Ayrıca, hamurla yapılan katmer, yağlama, börek ve tatlı çeşitleri de bulunmaktadır.
Askere Uğurlama:
Kasabada askere uğurlama töreni, eskidenberi süregelen eğlenceli adet ve geleneklerle yapılmaktadır. Her sene ortalama 100’ün üzerinde genç, vatani görevini yapmak için askere gider. Askerlik Peygamber ocağıdır, askere gitmeyen adam olmaz, askere gitmeyene kız vermezler gibi, halk arasında yerleşmiş bir takım ifadeler, beldede askerliğe verilen önemi ortaya koyar.
Asker adayı yollanmadan birkaç gün önce askerin ailesini, akrabaları ve komşuları ziyaret ederler. Ziyarete gidenler yanlarında Süt, Yoğurt, Çay şekeri, katmer vb. ikramlar götürürler. Gencin ailesi de bu ikramlar karşılığında kına cerez gibi şeyler verir. Bu karşılıklı hediyeleşme, askerin izinlere gelmesinde ve tezkere alıp askerliği bitmesinde de devam eder.
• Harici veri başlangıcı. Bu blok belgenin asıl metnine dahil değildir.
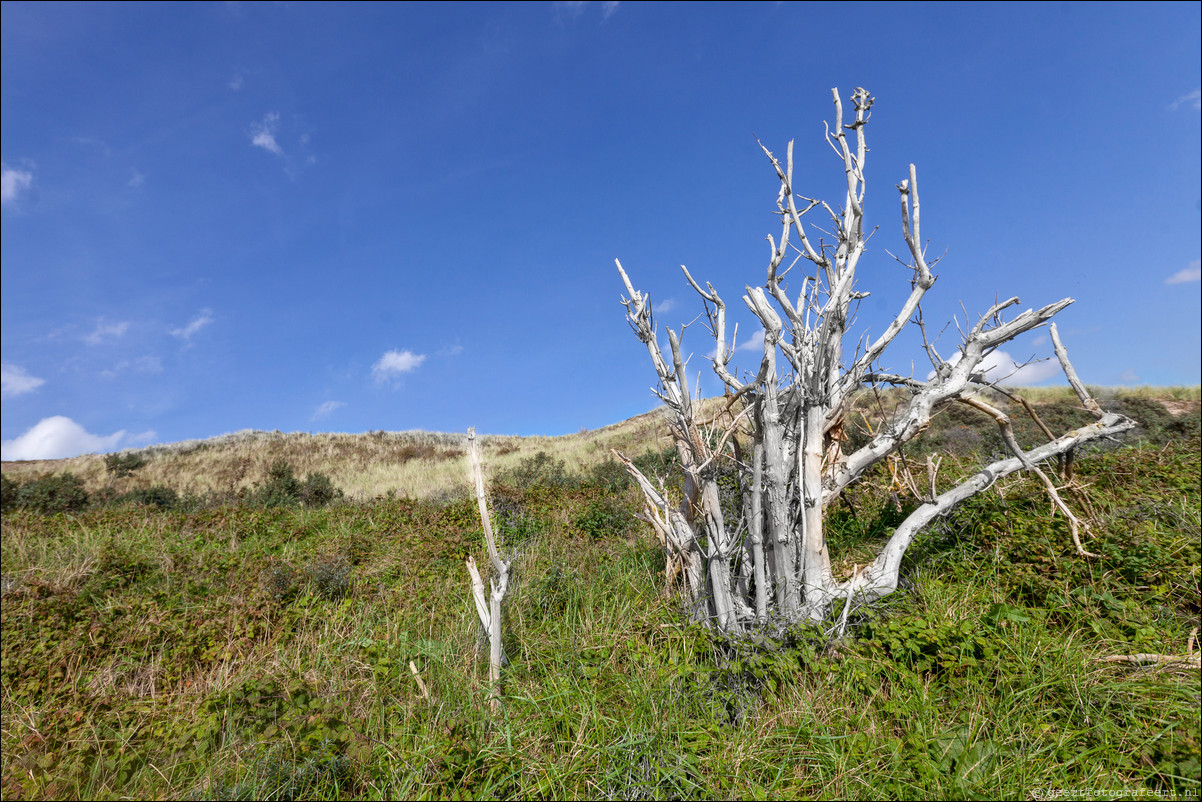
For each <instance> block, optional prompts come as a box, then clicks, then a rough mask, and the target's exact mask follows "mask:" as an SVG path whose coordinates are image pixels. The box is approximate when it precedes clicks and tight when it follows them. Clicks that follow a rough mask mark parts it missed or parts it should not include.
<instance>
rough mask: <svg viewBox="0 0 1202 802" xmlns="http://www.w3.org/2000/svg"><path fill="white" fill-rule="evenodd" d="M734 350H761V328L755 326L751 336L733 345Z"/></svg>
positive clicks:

Gençler vatani görevlerine gitmeden bir gün önce eğlence tertip ederler. Mahalli bir türkücü veya davul zurna ekibi getirtilir. Akşama doğru köy meydanında eğlence başlar. Ateşler yakılarak türkücü eşliğinde gençler doyasıya oynarlar. Asker adaylarının bu eğlencelerini kalabalık bir halk topluluğu izler. Kadın - erkek çoluk çocuk herkes gençlerin oyunlarını seyrederler. Eğlence geç saatlere kadar devam eder.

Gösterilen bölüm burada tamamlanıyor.